As the St. Louis Blues' captain was leaving the locker room on Thursday, following the Blues' 6-3 win against the visiting Maple Leafs, Backes told Schwartz that he just called the youngster "short and stout" when being questioned by reporters.
That's OK. Schwartz has certainly heard it all before.
The youngest player on the St. Louis roster at 21 years old, Schwartz knows he's not built like some of his teammates. At 5-foot-10 and 190 pounds, he more closely resembles a goalie than some of the big and bruising power forwards in the NHL.
But that's also one of the attributes that makes him special.
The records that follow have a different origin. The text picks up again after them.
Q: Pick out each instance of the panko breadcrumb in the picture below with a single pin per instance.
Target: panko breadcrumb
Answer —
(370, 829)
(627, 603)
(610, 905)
Schwartz knows he has to work hard every shift and he does just that every time out. That's why the left winger has won over his coach, his teammates and fans and become a valuable contributor on one of the best teams in the NHL in just his second full season.
"I think this is the evolution of a really good player, but the confidence for me came in the Los Angeles series and he's just carried it into this season," Blues coach Ken Hitchcock said. "He's a great 200-foot player and I think if you have enough of those guys, that's what wins you championships. He's going to be a good player on this team for a long time. He doesn't get near enough credit for being such a great penalty killer."
Going into Monday's game at Ottawa, Schwartz was tied for fourth on the team in goals (8), tied for fifth in assists (14) and sixth in points (22). His plus-13 is tied with Alexander Steen for second-best on the Blues behind Jay Bouwmeester (plus-14).
In his first 31 games this season, he had already surpassed his performance from his 51 combined games the previous two seasons when he recorded nine goals and seven assists for 16 points.
Schwartz's three points in the win against the Maple Leafs on Thursday, which earned him the No. 1 star, capped off a stretch of 12 points (five goals, seven assists) in 11 games.
"I think that's just being consistent -- being focused and energized each game," Schwartz said. "When you're watching and hoping, that's when things aren't going to go well. So I try to move my feet and work as hard as I can when I'm out there. I like playing with the linemates that I'm with for sure and I'm getting good opportunities. When you're playing more and touching the puck you're going to get a little more confidence as you go and I feel like that's playing a big part."
Teammates have also noticed the Saskatchewan native's growing confidence. The Toronto game was just the 82nd of his NHL career.
"I think he's finally feeling confident and comfortable in his role and a guy that's got as good a shot as anyone and works his butt off. And as short and stout as he is, he goes up there against the biggest guys and comes out of the corners with pucks," Backes said.
Schwartz and center Vladimir Sobotka, similarly sized at 5-10 and 197 pounds, have been a productive pair that has contributed more than stats can accurately measure.
Whoever they have been paired with -- Vladimir Tarasenko or Chris Stewart or whomever Hitchcock can come up with -- has seemed to benefit from the duo's hard work and tenacity.
"They set the tone a lot of the time with hard work and if you're right next to them not trying to keep up with them or trying to have that same level, it's going to be pretty obvious," Backes said. "I think that's kind of what drags guys in. When you're playing with two guys working their butts off you can be pretty successful if you get three."
Schwartz said he and Sobotka share a lot of qualities.
"I think he's a very, very hard worker," Schwartz said. "When he gets the puck he's going to make a strong play. When the play's there to make a pass or shot, he's usually going to make the right one. So he's a smart player that works extremely hard and he's good in all three zones, which is key for us."
Schwartz described Sobotka as a guy that other players look up to, who is hard to play against, is good on face-offs and is fun to watch.
"I think last year we played a couple games together but we never really stuck together," Schwartz said. "I was excited to play with him. We're both guys who like to put our work boots on every shift. He creates a lot because of that. He creates a lot with his speed and his tenacity and that's something I try to do as well. We feed off each other pretty well."
And the Blues, in turn, have fed off of Schwartz and Sobotka.